# Sunroof help



## Sechszehnventiller (Nov 21, 2009)

Got a QSW (Passat Variant 32B here in Europe) with a broken sunroof. Fixed it and meanwhile took sunroof headliner thingy out since its upholstering was completely thrashed.

Finally got aound to reupholster it yesterday and put it back in. Everything's fine, except for the small tilt part of the headliner panel that doesnt't tilt when the roof is tiltet because there weren't any springs/clips there.

I have some Rockwell made Volvo 700/900 series panels around with their clips, thought of using them, but they seem to be somewhat different desing, differently placed...


No pick-and-pulls around here, and all the JY's throw sunroofs straight into the crusher - people here have a habit of gluing broken sunroofs and forgetting abot them, no one fixes them...

So, my last resort is fabricating those clips/springs/whatever, but I'd need at least a picture, and I can't find any, so please, if someone could post a picture of it, it would be greatly appreciated. Same sunroof is in Mk2 'Rocco and Audi B3/C3.

Best regards


----------



## cuppie (May 4, 2005)

And, they should all use the same spring - that's all that lifts it, is a simple pull spring. One end hooks into the headliner panel, the other hooks to a crimp clamp that isn't firmly clamped to the crossbar. 

I can try to get out to one of mine over the weekend, and get a measurement or two for you.


----------



## Sechszehnventiller (Nov 21, 2009)

That's fast, thanks!


So, there is just one spring in the middle, unlike Volvo units that have it on both ends?

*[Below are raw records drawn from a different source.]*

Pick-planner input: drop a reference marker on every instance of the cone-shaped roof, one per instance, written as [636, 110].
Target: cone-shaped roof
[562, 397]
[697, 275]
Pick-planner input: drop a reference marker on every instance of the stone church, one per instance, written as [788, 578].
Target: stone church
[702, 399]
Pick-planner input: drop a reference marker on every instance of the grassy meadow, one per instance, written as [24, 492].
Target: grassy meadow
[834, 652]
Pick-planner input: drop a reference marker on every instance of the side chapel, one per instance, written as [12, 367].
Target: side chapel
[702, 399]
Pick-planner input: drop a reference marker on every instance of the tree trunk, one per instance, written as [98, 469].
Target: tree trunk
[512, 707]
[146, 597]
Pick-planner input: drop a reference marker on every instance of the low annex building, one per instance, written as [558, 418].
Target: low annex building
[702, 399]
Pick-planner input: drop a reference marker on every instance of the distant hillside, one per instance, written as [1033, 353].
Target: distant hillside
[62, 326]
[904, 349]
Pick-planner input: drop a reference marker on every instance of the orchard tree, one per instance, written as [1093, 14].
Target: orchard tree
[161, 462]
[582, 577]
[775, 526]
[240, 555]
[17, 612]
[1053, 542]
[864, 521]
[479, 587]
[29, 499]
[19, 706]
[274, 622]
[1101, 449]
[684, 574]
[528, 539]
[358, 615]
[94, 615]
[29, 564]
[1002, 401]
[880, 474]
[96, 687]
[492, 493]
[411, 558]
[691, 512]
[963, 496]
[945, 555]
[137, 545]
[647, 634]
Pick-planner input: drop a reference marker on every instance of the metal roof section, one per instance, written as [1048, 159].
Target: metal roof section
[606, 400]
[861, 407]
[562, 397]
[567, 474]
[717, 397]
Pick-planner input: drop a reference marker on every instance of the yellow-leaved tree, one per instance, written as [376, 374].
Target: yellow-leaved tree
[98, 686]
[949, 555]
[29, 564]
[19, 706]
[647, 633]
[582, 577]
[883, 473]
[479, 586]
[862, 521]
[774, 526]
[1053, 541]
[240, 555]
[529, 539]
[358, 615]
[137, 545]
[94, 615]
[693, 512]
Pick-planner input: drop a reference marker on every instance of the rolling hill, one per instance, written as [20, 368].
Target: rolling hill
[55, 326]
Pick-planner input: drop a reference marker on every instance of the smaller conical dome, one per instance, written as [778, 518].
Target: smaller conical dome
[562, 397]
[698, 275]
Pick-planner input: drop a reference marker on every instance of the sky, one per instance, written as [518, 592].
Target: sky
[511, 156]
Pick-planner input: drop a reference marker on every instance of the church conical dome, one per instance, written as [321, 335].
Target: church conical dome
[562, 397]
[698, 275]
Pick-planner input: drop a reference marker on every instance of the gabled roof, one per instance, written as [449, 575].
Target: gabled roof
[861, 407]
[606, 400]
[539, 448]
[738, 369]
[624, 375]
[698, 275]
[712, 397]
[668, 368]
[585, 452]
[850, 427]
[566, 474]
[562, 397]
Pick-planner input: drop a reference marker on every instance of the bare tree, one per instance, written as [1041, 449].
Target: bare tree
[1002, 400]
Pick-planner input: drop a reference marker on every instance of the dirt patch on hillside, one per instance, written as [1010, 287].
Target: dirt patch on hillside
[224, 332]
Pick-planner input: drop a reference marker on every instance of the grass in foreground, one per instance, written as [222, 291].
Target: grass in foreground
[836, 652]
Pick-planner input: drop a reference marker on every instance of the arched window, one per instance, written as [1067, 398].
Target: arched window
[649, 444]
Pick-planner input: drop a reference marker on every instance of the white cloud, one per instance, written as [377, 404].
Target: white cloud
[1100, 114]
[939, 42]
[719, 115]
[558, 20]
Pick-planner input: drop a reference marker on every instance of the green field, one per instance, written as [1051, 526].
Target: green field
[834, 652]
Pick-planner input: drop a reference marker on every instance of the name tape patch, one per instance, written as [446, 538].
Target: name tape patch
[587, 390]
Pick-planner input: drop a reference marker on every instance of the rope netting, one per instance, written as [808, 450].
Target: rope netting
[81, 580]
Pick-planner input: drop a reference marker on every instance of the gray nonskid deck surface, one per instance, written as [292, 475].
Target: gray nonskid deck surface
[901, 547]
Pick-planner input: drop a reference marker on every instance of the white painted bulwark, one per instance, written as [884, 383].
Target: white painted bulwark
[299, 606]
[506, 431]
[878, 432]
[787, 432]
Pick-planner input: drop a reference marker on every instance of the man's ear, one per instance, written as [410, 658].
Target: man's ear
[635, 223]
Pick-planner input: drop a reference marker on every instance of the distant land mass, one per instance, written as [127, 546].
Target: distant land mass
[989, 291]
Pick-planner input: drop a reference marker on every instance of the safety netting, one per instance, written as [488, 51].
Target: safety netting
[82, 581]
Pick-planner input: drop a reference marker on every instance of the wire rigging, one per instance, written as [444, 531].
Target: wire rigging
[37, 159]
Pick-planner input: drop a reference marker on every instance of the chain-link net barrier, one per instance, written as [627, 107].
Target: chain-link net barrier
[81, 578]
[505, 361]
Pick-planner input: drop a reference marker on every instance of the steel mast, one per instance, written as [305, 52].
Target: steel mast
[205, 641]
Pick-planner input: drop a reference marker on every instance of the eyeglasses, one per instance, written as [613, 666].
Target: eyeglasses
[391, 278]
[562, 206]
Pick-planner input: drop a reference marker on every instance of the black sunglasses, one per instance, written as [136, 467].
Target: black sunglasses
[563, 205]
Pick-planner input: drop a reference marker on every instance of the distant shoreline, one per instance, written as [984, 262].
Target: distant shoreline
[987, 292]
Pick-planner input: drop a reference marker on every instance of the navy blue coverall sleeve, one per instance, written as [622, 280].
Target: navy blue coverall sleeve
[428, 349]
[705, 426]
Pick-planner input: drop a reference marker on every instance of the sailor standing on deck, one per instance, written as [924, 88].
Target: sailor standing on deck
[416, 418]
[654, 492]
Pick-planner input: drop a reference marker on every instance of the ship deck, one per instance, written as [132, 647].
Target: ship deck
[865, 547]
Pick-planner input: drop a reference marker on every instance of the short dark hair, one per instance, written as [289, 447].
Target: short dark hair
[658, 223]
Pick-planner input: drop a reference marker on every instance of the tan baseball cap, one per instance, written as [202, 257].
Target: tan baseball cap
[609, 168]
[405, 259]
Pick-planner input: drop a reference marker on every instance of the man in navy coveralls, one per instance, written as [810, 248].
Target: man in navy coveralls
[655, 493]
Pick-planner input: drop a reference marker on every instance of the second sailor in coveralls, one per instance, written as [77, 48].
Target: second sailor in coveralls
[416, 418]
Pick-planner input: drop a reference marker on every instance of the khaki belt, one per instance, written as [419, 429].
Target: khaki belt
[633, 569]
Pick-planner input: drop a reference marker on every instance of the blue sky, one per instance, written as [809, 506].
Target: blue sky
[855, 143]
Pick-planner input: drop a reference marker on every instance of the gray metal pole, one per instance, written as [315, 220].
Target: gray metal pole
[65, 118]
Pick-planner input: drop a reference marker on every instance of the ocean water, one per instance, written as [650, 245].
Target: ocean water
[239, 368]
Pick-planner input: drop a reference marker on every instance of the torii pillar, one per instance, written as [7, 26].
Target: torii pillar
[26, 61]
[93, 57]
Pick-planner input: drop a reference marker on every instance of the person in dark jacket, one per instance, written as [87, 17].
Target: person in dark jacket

I can't remember is there a crimp on the crossbar, but if not, I'll just use a tip-tie or something...

I guess I can estimate how strong the spring should be, but what about the lenght? Guess about an inch, inch and a half?

EDIT:
Btw, how does it hook into the headliner panel? Should there be a slot or something... I can vaguely remember something like a fin sticking out in the middle of the rear edge of the panel, that's it?


----------



## cuppie (May 4, 2005)

Yup, just one spring in the middle. 

Unfortunately, I didn't get a chance to measure it before I left work. Then I swapped cars with my father in law. It's 15 miles away now.  

Off the top of my head, I think the coil length is about 1.5" 

A couple of photos out of my Bentley should help:


----------



## Sechszehnventiller (Nov 21, 2009)

Yup, that explains it.

However, if it wouldn't be too much hassle for you, It'd help if you could measure spring coil lenght and lenght of both straight parts... Also, if you have Callipers to measure wire thickness, I could get a local guy to fabricate me a spring.


Thanks so much for the help so far!


----------



## cuppie (May 4, 2005)

Total length of the spring: 60mm. 
The 'front' end is 5mm, coil length 45mm, 'tail' end 10mm. 
The tail is twisted 90* from the front (so, the hook points down.) 
Wire ~1mm (sorry, no calipers here to measure that.) 

If you need a photo or two, I have some. I can edit them for size & upload them tomorrow evening if you need them.


----------



## Sechszehnventiller (Nov 21, 2009)

Yes, a photo or two should do it and I won't have further requests on the matter, hopefully.


----------



## cuppie (May 4, 2005)

Here you go. Sorry that the perspective makes the measurements look a little weird, but...


----------



## Sechszehnventiller (Nov 21, 2009)

Thanks a lot, that does it!


----------